In der anschließenden Diskussion ging es um Fragen wie: Verliere sich in einer offenen und einladenden Formulierung der neuen Verfassung nicht ein wenig ein deutliches Profil der Kirche? Wenn die Rolle von Jugendlichen in den Texten vorkomme, dann hat das den Eindruck, als würden sie zur Mitarbeit verzweckt. Ist das richtig? Warum kommen die Kapellenvorsteher nicht mehr vor? Was bedeutet Wesentlichkeit als Leitlinie für die Inhalte der Verfassung? Stephanie Springer antwortete, diskutierte und betonte zum Abschluss: „Ich möchte Ihnen die neue Kirchenverfassung schmackhaft machen. Beteiligen Sie sich an der Diskussion!“

Nach einer Pause stellt Friedhelm Fendler, als Vorsitzender des Finanzausschusses, die Jahresabschlüsse und Gewinnverwendungsbeschlüsse der Jahre 2013 bis 2016 vor. Es sei alles im Plus, die letzten Jahre wurde gut gewirtschaftet und er empfehle, die Beschlüsse anzunehmen. Eine gute Nachricht für die Gemeinden hatte er noch: Aus den Rücklagen des Kirchenkreises können Beträge an die Kirchengemeinden ausgeschüttet werden – mit der Empfehlung, dass jede auch daran denken soll, eigene Rücklagen zu bilden. Er dankte den Mitarbeiterinnen und Mitarbeitern des Kirchenamtes, die nun alle zurückliegenden Haushalte mit dem neuen Buchhaltungssystem, der Doppik, aufgearbeitet habe, sodass in Zukunft immer das aktuelle Jahr vorliegen würde.

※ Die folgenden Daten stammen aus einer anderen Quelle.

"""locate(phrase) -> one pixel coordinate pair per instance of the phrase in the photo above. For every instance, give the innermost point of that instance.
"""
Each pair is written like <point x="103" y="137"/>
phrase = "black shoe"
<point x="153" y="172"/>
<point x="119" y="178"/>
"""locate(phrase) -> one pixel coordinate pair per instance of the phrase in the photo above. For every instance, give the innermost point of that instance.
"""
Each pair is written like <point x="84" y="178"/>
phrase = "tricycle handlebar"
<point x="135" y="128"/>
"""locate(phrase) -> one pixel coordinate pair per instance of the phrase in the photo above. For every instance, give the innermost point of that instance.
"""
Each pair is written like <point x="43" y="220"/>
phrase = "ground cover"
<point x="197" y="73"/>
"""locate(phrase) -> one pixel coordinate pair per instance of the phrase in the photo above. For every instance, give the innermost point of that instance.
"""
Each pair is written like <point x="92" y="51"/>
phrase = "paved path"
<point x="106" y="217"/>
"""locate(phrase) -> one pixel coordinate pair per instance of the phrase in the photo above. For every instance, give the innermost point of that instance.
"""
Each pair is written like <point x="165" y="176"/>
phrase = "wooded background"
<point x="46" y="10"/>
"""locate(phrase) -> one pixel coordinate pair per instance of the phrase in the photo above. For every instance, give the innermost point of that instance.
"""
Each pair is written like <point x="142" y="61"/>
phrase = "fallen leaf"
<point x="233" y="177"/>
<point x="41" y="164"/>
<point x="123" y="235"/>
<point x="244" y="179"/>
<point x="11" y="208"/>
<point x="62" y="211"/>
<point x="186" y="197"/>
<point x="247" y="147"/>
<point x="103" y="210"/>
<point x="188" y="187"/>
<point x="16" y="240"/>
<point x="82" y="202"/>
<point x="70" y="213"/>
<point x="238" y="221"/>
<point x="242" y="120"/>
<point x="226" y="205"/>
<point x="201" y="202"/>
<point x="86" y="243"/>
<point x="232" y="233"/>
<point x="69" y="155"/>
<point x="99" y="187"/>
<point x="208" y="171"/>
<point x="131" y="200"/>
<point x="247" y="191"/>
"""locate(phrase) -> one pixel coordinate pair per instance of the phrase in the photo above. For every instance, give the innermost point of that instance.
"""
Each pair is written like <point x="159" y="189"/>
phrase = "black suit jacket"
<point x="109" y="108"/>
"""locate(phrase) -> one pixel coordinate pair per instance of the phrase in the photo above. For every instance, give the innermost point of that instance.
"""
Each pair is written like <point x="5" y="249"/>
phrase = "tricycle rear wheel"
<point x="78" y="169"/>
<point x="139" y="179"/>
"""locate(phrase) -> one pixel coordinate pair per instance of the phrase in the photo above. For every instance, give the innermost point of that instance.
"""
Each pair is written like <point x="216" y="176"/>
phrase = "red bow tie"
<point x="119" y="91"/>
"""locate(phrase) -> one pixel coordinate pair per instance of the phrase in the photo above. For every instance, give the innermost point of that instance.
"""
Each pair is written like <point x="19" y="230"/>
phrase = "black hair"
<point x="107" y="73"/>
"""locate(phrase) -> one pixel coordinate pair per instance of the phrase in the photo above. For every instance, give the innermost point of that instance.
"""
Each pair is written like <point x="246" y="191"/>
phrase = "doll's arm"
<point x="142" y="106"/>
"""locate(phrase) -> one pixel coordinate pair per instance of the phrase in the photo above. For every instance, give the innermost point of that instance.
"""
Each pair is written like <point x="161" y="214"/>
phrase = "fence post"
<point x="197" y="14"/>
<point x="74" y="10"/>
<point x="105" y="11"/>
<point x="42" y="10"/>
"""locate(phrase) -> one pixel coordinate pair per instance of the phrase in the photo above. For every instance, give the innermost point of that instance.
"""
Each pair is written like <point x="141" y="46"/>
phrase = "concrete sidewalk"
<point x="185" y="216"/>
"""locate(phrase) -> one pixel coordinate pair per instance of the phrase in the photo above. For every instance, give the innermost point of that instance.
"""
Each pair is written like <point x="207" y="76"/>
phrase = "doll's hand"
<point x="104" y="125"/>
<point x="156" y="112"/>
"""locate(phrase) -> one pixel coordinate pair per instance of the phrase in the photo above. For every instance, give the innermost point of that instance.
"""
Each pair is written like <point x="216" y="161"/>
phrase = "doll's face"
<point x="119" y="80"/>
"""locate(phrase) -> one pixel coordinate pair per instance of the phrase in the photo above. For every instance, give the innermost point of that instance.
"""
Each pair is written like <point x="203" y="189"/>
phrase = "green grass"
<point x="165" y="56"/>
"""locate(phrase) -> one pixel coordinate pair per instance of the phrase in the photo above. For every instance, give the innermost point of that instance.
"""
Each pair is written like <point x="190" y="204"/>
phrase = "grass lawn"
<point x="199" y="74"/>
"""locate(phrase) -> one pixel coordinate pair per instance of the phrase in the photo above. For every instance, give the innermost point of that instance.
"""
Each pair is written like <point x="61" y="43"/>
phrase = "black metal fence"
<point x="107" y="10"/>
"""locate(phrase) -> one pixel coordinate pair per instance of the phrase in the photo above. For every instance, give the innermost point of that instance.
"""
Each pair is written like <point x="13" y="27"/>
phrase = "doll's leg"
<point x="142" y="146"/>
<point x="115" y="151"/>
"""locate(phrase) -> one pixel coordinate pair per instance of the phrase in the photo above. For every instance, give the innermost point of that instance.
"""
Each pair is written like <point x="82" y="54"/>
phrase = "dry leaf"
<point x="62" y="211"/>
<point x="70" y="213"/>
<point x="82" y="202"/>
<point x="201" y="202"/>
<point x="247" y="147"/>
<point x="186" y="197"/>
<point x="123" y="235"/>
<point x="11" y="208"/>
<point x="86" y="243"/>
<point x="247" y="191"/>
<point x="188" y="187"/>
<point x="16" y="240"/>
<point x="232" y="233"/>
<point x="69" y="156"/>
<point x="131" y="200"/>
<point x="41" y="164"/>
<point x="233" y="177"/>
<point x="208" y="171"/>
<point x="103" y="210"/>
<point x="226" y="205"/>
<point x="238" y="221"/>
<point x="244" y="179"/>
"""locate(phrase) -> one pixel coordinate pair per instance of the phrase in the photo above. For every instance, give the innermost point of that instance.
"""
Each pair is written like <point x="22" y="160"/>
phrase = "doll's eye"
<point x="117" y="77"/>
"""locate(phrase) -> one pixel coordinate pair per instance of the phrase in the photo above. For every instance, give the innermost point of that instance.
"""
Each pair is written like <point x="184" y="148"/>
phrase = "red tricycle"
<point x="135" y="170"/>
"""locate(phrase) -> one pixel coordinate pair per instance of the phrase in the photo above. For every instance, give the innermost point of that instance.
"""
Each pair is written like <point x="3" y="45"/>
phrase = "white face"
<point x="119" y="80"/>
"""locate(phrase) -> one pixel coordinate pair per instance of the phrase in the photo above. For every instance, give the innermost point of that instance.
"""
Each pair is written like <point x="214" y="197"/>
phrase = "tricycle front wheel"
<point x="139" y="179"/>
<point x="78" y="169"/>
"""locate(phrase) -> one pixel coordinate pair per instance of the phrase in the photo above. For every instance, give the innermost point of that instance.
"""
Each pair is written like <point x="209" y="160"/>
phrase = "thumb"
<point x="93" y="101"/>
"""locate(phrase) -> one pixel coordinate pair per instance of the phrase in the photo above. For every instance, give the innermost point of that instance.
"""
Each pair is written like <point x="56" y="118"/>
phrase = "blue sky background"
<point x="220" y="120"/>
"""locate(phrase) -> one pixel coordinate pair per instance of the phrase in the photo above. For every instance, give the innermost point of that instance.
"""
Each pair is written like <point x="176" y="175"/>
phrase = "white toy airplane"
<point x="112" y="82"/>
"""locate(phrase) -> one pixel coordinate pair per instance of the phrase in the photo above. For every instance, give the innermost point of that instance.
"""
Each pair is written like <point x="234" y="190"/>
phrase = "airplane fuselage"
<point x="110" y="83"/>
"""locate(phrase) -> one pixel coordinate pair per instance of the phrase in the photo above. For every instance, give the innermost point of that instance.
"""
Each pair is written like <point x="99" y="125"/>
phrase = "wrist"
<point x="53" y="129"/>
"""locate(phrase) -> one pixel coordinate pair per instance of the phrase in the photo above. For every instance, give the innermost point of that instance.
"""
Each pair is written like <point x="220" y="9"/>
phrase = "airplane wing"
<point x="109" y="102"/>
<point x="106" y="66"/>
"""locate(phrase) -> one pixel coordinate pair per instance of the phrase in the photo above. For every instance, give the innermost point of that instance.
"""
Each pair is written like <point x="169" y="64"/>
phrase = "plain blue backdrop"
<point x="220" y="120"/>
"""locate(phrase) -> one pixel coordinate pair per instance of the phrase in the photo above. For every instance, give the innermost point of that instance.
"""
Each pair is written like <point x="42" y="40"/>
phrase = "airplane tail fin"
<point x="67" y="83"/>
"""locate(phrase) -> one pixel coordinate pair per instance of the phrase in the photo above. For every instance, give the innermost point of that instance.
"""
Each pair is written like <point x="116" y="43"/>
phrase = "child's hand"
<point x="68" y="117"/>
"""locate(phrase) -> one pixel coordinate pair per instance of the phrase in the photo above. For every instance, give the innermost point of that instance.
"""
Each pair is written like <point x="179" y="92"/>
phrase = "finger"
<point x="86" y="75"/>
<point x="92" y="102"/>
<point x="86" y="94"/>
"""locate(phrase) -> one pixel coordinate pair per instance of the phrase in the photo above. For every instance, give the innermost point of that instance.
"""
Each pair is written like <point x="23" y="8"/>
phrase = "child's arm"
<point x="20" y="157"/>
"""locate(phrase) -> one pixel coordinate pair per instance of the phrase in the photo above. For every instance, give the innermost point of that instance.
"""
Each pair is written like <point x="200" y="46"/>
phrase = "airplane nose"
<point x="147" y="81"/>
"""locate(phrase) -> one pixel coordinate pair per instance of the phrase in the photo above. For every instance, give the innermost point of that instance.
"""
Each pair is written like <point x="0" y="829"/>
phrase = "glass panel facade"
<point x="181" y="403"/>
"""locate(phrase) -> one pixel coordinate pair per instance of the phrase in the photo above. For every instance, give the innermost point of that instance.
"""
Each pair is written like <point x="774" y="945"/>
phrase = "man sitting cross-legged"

Unter Verschiedenes berichtete Superintendentin Sylvia Pfannschmidt, dass die neue Fundraiserin, Gabriele Aland, ihre Aufgabe niederlegt, aber weiterhin mit einer Viertelstelle Qualitätsmanagement in der Jugendwerkstatt Gifhorn mache. Die Vorsitzende des Kirchenkreistags, Ute Szameitat, erklärte, dass, unter Berücksichtigung der KV-Wahlen im kommenden Jahr, 2018 nur zwei Kirchenkreistage stattfinden würden und lud dafür schon jetzt alle Mitglieder zum Kirchenkreisempfang am 24. Mai in St. Nicolai ein. Sonnhild Baucke stellt das Thema der diesjährigen „Brot für die Welt-Aktion“ vor. Vietnam stehe im Mittelpunkt unter der Überschrift „Wasser für alle“.